Fig. 3: Effect of phage capsid remodelling on plasmid transfer.

RN4220 strains lysogenic for phage 80α (WT or carrying the capsid remodelling cpmAB genes from SaPI1) with SaPI1 (WT or mutant in cpmAB) carrying plasmids a pC221 (4.6 kb; blue circles) or b pI258 (29 kb; green circles) were induced with mitomycin C to produce lysates. Log₁₀ transductants (TrU) per ml were determined for each plasmid in an RN4220 recipient. SaPI1 mutants in cpmAB are incapable of small SaPI-sized capsid production so only produce phage-sized capsids (~45 kb capacity); the 80α::SaPI1cpmAB mutant overwhelmingly redirects capsid production to small SaPI-sized particles (~15 kb capacity) incapable of accommodating phage DNA. All data is the result of three independent experiments (n = 3).
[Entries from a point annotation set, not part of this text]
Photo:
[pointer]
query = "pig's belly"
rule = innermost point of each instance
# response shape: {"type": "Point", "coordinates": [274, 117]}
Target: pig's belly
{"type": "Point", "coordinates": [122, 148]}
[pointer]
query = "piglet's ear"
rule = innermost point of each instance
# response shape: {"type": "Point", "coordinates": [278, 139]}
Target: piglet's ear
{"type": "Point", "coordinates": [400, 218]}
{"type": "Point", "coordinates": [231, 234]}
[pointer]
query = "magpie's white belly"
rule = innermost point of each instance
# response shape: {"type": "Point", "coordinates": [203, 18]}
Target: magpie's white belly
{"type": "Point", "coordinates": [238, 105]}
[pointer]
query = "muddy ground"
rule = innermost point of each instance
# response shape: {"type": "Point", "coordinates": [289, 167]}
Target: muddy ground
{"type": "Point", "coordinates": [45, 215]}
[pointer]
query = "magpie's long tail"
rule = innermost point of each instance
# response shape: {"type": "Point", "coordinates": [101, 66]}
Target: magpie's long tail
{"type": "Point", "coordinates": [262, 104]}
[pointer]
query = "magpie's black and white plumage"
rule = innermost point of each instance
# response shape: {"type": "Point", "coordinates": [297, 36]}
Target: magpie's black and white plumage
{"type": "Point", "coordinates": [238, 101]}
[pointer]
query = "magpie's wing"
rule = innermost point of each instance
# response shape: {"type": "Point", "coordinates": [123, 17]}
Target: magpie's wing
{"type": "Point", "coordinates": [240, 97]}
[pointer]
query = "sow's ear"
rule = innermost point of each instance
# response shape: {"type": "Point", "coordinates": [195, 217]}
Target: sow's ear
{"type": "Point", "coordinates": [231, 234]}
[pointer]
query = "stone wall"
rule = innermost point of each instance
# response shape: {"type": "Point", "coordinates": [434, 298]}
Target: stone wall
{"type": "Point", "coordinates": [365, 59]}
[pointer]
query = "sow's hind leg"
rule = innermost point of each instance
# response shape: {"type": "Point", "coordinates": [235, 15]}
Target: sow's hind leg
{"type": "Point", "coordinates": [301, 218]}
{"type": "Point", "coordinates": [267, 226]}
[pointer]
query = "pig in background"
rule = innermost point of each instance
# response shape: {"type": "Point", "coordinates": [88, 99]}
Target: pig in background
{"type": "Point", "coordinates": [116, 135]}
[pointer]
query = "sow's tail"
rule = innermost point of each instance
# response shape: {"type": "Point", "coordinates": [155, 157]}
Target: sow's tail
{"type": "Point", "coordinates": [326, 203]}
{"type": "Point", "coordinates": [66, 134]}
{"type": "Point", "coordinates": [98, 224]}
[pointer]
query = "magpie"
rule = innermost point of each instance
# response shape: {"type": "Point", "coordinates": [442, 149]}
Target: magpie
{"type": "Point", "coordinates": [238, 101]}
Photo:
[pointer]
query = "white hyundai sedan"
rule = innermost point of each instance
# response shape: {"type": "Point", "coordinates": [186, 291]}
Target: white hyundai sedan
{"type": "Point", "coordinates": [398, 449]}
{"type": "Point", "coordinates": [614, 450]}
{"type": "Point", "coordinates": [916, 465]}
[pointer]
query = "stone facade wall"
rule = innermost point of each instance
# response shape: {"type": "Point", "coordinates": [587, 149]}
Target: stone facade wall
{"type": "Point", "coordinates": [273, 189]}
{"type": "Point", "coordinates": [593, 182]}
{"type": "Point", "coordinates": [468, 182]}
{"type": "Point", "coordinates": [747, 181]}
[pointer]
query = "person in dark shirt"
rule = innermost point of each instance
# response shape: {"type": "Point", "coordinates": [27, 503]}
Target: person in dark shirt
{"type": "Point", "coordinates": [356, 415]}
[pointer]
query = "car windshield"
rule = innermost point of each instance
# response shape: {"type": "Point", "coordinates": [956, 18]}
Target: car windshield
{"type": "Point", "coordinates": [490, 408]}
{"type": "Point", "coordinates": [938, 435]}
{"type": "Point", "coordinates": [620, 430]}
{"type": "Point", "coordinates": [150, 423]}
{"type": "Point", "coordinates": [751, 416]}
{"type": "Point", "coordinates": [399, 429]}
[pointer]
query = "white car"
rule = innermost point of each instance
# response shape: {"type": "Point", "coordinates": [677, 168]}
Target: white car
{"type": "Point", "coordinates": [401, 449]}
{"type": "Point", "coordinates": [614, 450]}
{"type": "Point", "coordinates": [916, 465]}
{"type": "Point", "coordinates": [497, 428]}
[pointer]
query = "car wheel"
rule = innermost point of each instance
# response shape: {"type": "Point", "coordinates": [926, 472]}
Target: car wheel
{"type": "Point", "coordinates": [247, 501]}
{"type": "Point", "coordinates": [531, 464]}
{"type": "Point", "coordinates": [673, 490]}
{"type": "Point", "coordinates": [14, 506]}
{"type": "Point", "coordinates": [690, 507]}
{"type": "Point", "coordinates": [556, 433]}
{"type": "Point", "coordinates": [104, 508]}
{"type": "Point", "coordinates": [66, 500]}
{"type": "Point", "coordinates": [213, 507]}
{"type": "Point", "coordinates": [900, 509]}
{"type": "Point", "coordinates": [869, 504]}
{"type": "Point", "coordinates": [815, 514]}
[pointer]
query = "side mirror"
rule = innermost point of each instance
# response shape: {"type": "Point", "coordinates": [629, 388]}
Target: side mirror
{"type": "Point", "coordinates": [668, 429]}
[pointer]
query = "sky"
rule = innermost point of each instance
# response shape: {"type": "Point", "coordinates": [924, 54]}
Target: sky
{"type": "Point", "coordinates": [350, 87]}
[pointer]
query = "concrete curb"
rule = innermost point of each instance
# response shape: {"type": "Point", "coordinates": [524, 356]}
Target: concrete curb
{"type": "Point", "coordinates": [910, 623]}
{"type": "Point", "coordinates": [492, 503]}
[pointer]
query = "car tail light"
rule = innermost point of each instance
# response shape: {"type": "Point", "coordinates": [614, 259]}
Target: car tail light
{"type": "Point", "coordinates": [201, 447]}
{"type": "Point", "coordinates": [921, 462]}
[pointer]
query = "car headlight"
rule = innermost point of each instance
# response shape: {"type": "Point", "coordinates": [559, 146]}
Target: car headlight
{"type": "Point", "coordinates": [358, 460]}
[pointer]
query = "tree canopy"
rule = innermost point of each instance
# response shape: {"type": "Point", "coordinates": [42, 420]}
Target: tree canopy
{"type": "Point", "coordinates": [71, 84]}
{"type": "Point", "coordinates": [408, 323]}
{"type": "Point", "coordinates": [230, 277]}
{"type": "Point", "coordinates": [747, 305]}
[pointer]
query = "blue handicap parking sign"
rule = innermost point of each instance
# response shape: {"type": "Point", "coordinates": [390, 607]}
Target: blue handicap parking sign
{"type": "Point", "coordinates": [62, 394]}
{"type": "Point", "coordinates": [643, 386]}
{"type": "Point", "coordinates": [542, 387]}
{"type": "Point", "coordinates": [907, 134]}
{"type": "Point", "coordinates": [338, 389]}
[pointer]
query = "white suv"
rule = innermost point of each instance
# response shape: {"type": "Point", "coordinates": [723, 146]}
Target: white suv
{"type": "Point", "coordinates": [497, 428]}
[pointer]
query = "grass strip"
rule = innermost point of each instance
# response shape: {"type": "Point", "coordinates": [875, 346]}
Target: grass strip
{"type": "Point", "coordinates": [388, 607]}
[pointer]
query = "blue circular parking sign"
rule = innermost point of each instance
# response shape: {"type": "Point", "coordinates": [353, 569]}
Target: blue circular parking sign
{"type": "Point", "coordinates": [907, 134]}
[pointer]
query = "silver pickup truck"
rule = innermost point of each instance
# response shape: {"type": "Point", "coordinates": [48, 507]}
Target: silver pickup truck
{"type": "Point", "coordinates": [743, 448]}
Data for each donor strain are represented as boxplots where the middle line (bold) is the median, the lower and upper hinges correspond to the 25^th and 75^th percentiles, and the whiskers extend from the minimum to maximum values, with all individual data points shown as coloured circles. A one-way ANOVA with Tukey’s multiple comparisons tests compared mean differences between each group and the 80α control. Asterisks denote significant adjusted p values: a ****p < 0.0001; b * 80α vs 80α SaPI1 p = 0.0270, ****p < 0.0001, * 80α vs 80α::SaPI1cpmAB SaPI1 p = 0.0125. All other values were not statistically significant.